In the late 1970s, when AGW first started to be widely discussed in academic and political circles, it was – in the investing terms I have used here – a contention.

The scientists of the time understood the physics behind greenhouse gasses (first discovered in the late 1800s) and realized that the enormous volume of greenhouse gas emissions (from power generation and transportation) should have a measurable warming effect on global temperatures. They contended that without a reduction in emissions, certain things would occur – a rise in atmospheric carbon dioxide and a concomitant gradual warming of the atmosphere and our seas.

Since that time, two generations of physicists and climate scientists have tested those early contentions, refining their understanding of the details related to AGW through thousands of tightly controlled, peer-reviewed scientific studies.

The evidence is overwhelming, and the answer is obvious. Emissions from human economic activity has boosted the amount of atmospheric carbon dioxide to a level not seen for several million years.

In 2012, the Berkeley Earth Surface Temperature (BEST) project – a scientific think tank whose founder, Richard Muller, was skeptical of AGW claims and which was funded in part by energy magnate Charles Koch – confirmed that the evidence of global warming in the second half of the twentieth century was clear and irrefutable and that the extent of warming agreed with assessments done by NOAA, NASA, and university researchers.

Richard Muller’s study of Earth’s temperatures going back more than 200 years finds the same old story: It’s gotten hotter in the last 60 years. What’s different is the scientist behind the latest study, Richard Muller. The California physicist was doubtful of what climate scientists have been saying – until he did his own research, partly funded by climate change skeptics. 

Understanding that our planet is warming due to the influence of how we operate our society has important investing implications. Investing in twentieth century technologies for transportation, power generation, and food provision is as irresponsible and nonsensical today as trying to corner the buggy whip market was 100 years ago.

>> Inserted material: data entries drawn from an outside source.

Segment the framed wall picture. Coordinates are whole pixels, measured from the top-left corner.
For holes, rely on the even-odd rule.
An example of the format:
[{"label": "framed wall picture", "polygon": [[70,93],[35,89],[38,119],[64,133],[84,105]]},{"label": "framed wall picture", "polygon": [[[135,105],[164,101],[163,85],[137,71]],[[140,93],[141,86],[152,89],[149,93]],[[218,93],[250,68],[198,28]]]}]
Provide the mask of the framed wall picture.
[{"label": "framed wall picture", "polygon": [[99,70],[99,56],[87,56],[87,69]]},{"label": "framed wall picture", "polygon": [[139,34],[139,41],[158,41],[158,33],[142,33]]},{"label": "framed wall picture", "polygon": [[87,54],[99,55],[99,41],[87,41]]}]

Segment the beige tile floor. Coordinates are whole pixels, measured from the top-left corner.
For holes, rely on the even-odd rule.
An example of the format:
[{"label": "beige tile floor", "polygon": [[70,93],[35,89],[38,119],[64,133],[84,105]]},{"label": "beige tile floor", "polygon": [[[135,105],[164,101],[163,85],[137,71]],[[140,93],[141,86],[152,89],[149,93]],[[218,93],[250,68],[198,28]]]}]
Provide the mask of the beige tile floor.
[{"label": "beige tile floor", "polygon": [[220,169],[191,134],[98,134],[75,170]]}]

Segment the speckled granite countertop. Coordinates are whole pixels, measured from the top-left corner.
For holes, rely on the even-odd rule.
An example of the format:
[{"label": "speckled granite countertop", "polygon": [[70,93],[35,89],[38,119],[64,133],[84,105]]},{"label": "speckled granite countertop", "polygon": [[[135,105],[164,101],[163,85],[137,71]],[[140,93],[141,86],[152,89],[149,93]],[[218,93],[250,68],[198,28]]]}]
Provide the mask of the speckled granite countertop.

It is a good thing that entrepreneurs world-wide are starting to move us past twentieth century technology and prepare us for the challenges of the mid-twenty-first century (see my most recent article about AgTech, for instance). Energy production, transportation, farming, home building, and communications are all fields that will help our children and grandchildren lead satisfying lives despite the increased stresses caused by climate change.

These are the areas on which individuals and families attempting to create and maintain intergenerational wealth should focus. To do otherwise – to invest in the nineteenth century technology of coal or of the early twentieth century technology of oil – is to purposefully destroy your family’s wealth and well-being.